This repository is being developed as part of the course Deep Learning in Data Science (DD2424) at KTH Royal Institute of Technology, in the Spring 17 P4 round.
Author | GitHub |
---|---|
Sergio López | Serloapl |
Mónica Villanueva | MonicaVillanueva |
Diego Yus | DYusL |
- style_transfer: Code to run in local. It includes the hierarchy of folders to run the program sucessfully (mind the weights in aditional resources). For more information take a look at the readme.md.
- TegnerScripts: version of the previous code used to run the program on PDC.
- Reference papers: Study of the literature related with the topic. The papers are highlighted and commented.
- Report: Includes the reading version of the overleaf project used and a PDF version of the final report.
The idea of the project is to extract the style of a painting and transfer it to another to a photography without losing its content, so that it generates images that combine the content and style from two different sources. We will try to reproduce the original concept, developed in the paper “A Neural Algorithm of Artistic Style”, understand the underlying theory and explore the quality of the output, as well as its limitations.
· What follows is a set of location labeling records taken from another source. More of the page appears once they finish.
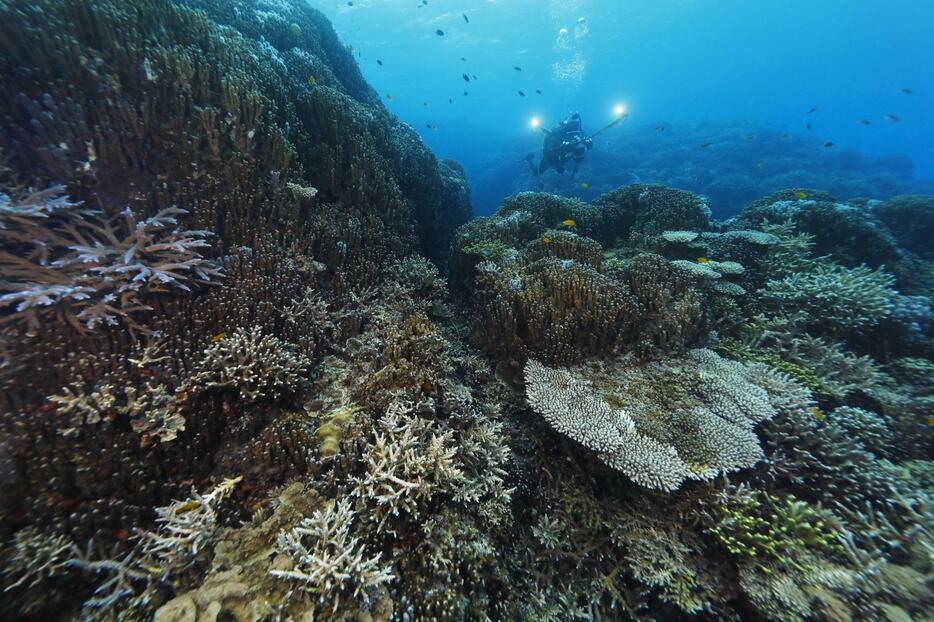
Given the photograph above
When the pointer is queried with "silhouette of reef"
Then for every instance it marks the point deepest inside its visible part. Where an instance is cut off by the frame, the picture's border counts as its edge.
(258, 363)
(730, 163)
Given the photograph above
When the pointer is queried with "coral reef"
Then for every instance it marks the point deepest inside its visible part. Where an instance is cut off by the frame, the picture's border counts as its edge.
(226, 267)
(700, 426)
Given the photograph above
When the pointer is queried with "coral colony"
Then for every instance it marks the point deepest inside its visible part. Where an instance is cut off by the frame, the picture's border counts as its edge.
(258, 364)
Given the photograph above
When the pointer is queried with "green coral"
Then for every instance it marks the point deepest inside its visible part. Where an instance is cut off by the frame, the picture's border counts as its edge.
(761, 527)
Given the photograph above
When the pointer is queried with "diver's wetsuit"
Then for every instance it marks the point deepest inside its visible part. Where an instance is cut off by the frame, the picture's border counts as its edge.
(563, 143)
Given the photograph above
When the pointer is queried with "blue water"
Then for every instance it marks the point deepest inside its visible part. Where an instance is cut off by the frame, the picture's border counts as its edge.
(762, 62)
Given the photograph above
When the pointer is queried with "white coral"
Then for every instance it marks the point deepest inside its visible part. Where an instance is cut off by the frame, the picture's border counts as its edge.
(406, 463)
(683, 418)
(58, 257)
(327, 559)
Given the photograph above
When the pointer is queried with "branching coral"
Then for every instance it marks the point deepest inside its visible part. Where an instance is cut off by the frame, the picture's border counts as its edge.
(406, 464)
(252, 364)
(133, 580)
(765, 528)
(834, 297)
(327, 560)
(59, 258)
(153, 412)
(701, 426)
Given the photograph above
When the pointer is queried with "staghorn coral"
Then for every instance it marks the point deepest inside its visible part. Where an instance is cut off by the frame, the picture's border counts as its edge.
(327, 560)
(700, 427)
(154, 413)
(251, 364)
(407, 462)
(765, 529)
(60, 259)
(834, 298)
(133, 581)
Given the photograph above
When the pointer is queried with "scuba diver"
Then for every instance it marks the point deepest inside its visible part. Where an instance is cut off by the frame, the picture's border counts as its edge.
(563, 143)
(566, 142)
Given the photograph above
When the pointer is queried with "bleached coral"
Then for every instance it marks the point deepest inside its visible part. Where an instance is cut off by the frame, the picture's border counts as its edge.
(327, 559)
(57, 257)
(680, 237)
(254, 364)
(153, 412)
(699, 425)
(406, 464)
(833, 296)
(132, 581)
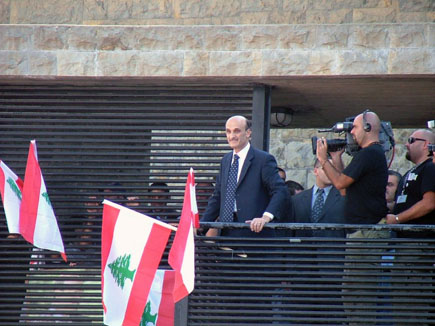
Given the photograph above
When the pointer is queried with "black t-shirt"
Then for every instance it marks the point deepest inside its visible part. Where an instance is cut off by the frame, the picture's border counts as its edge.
(365, 198)
(415, 183)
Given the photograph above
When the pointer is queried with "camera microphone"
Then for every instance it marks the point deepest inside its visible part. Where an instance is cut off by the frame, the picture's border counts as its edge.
(339, 127)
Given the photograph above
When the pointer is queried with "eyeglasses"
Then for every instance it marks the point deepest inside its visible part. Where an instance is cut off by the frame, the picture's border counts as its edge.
(411, 140)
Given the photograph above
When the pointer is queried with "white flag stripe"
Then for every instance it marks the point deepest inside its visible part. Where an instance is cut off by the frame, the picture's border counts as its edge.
(115, 205)
(188, 266)
(11, 202)
(116, 299)
(155, 296)
(47, 233)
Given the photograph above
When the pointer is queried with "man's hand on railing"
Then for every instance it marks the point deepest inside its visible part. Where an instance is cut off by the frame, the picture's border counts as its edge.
(258, 223)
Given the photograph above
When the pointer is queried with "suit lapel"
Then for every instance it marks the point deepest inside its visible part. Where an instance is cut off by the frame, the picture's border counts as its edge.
(246, 165)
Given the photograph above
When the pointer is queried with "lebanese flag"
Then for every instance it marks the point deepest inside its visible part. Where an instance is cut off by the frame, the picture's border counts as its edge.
(160, 307)
(182, 253)
(38, 224)
(11, 188)
(132, 245)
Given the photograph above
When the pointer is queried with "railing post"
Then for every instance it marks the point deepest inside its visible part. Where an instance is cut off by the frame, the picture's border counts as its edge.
(181, 308)
(261, 117)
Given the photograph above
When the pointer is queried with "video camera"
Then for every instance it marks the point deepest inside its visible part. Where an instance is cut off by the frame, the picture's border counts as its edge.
(431, 147)
(386, 137)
As suggested by the paper, we will use a Convolutional Neural Network (VGG) and gradient descent on a loss function defined as the squared-error loss between the feature representation of the painting and the photography. With this, we can trade between importance of the content and the style.
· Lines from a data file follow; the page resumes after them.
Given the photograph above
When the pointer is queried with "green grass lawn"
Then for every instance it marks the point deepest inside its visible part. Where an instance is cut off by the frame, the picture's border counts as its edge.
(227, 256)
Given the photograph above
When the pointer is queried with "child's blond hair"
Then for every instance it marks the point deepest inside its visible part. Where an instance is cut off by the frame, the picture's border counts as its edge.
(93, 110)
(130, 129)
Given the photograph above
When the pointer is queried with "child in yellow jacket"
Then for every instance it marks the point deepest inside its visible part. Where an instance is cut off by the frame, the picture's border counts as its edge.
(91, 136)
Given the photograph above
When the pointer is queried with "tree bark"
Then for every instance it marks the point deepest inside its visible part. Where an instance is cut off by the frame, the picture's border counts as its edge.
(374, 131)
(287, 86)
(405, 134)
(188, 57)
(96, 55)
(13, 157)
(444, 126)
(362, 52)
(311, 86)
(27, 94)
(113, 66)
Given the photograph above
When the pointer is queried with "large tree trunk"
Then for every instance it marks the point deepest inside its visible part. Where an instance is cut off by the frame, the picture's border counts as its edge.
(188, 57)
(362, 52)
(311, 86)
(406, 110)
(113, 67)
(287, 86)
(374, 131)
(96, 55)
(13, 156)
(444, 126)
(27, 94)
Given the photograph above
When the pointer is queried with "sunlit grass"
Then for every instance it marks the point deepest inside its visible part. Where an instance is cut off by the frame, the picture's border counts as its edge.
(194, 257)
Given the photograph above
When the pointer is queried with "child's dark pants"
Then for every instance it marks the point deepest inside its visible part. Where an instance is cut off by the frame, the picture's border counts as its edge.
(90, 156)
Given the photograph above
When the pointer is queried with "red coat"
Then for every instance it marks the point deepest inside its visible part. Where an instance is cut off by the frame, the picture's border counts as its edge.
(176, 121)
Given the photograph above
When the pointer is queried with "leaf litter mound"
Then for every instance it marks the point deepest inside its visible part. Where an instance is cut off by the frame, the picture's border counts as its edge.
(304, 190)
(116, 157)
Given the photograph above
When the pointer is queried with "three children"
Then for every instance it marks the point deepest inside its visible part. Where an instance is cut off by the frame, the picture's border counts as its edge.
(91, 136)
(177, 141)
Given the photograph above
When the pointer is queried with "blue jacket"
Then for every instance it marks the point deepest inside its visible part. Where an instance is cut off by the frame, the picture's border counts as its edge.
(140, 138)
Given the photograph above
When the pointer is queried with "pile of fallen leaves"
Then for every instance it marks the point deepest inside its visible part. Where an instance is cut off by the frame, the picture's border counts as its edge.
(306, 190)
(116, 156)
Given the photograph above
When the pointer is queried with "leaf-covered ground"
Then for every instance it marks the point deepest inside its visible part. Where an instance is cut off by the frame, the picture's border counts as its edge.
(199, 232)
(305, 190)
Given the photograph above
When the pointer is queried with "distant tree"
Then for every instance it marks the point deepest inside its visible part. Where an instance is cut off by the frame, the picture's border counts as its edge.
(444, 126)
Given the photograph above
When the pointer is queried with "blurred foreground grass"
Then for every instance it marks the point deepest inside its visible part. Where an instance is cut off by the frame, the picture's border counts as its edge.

In general, and contrary to most usual machine learning projects, this project does not require the use of an extensive dataset. Instead, we will only make use of “original photographies”, that we desire to transform, and “painting images”, that will provide the style the characteristics of which we want to extract. Therefore, and in order to facilitate the final qualitative evaluation, we will make use of the same or similar photographies and paintings used in the paper mentioned above.
The code will be developed employing Tensor Flow, an open library for machine learning originally created by Google.
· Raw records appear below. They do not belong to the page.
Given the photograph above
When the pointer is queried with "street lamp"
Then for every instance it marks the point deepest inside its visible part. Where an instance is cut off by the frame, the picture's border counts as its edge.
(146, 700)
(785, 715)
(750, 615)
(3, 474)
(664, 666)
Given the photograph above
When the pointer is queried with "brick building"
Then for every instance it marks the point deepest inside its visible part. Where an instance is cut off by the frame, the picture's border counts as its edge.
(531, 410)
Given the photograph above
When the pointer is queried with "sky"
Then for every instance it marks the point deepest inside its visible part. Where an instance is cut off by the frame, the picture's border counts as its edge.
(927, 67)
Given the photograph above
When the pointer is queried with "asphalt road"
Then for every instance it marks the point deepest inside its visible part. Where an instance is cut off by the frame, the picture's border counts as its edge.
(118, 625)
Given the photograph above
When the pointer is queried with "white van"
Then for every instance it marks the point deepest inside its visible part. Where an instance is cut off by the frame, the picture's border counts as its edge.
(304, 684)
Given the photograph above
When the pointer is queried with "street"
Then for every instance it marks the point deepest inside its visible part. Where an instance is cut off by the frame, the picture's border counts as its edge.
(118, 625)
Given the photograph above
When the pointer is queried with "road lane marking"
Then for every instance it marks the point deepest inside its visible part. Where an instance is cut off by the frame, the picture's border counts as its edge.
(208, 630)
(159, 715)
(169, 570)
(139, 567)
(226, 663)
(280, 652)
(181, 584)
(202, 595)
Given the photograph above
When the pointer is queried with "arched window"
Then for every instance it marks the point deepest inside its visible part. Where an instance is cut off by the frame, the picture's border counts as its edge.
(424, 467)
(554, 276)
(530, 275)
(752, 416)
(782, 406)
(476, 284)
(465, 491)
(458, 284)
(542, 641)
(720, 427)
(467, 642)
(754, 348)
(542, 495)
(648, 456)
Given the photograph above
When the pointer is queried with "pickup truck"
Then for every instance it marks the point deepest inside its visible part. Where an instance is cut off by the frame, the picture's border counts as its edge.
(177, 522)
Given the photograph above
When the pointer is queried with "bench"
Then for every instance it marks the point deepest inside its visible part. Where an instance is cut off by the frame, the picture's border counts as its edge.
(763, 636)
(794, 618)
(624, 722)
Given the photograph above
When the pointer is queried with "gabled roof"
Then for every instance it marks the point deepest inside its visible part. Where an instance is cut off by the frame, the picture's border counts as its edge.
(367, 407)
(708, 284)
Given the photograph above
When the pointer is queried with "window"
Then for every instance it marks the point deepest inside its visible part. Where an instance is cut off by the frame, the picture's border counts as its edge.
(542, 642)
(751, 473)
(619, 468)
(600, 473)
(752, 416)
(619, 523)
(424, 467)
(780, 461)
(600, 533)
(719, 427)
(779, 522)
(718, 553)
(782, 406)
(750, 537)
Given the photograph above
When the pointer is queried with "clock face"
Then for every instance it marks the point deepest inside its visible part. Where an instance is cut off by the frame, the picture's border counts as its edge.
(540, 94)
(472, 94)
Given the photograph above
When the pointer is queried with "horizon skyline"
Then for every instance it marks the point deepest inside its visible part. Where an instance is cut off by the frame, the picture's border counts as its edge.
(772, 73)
- Replicate the result of the papers using the same painting and same photograph used by them.
- Replicate the different reconstructions of content and style in different layeres
- Replicate the combinations of content-style (alpha/beta ratio) influence exhibited in the paper.
- Test the transfer on video.
There will not be an exhaustive quantitative evaluation. A qualitative approach will be carried out, comparing the obtained results with their counterparts on the original paper, in order to evaluate the success of the replication process.
Figure showing the original image and the transformed images after the style has been transferred from the different paintings:
- The weights for the VGG16 network in tensorflow format have been downloaded from Davi Frossard's post on VGG. It has not been included in this repo due to GitHub limitations.